TALL, DARK and KILTED by Allie Mackay

Publisher: Signet Eclipse
Publication Date: November 2008
ISBN: 978-0-45122551-1
Paranormal Romance, Fantasy
Reviewed by Gina
Obtained via library

Nursing a broken heart and the loss of what was a booming business Cilla Swanner makes tracks for Scotland and her favorite aunt and uncle’s home, Dunroamin Castle. A dedicated Scotophile, or at least she was until her former beau, a Scottish descendant, broke her heart, Scotland still holds a special place in her heart. While her Aunt Birdie believes in things beyond our normal world, her Uncle Mac is firmly grounded in the here and now. He wants nothing to do with ghosts and mysterious happenings.

On the heels of insulting a bard who also happens to be a powerful wizard, Sir Hardwick de Studley of Seagrave is doomed to spend eternity pleasuring a different woman each night. What’s wrong with that you may ask? For the women, nothing, for Hardwick, plenty. He can never find his own pleasure. In desperation he seeks out the Dark One and begs to be released from the long ago spell. The Dark One agrees but not without his own twist. Hardwick must live a year and a day without becoming aroused. Thinking this to be an easy feat Hardwick chooses to spend that year and a day at a residential care facility. After all, how could a group of elderly women rouse him? Little did he suspect Cilla would be arriving, throwing his well planned year and a day to the winds.

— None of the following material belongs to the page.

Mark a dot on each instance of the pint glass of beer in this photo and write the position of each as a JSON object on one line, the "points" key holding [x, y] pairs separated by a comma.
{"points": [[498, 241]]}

Despite doing his best to avoid her, Hardwick soon finds himself embroiled in Cilla and her relatives’ problems including ghostly Viking raiders carousing their peat bogs night after night. Can hard work and determination keep Hardwick from rising to Cilla’s occasion?

The premise of Allie MacKay’s TALL, DARK and KILTED was interesting. A woman who has basically sworn off Scotsmen, a ghostly Highland warrior who has sworn off women and a mystery of ghostly mauraders. I had a hard time getting into the story and often found myself pondering a question popular with authors, are you a plotter or a pantser? (In essence, a plotter being a writer who plans and outlines each aspect of her book where as a pantser writes the story that wants to be told no matter where it goes.) I had the feeling on and off that TALL, DARK and KILTED was written in the pantser mode and that the characters took over in no short order and that the author never really got control of them. While Hardwick is described as a hunky hero, I was never able to shake an image I got early on of him using his shield to hide his arousal. Instead his image was more of a comedic, almost effeminate prancing about such as one of Shakespeare’s secondary characters might do. My image of a residential care facility didn't match with Dunroamin’s set up where a series of, often amusing, elderly residents simply live. A senior retirement home would have been a better title for Dunroamin than a care facility. I didn't feel much emotion from the characters and once again the heroine decides she is in love with the hero before she really knows him.

I enjoyed the interspersing of Scottish in the dialogue and how Ms. MacKay educates her readers on what each word means. She definitely left me wondering if I could find some peat and see if it truly smells as wonderful as the book describes. Mention is made of the fun characters from the prior books in this series but with the exception of Wee Hughie MacSporran none make an appearance. I missed Alex.

If you enjoy fantasy and suspending belief this is a good choice.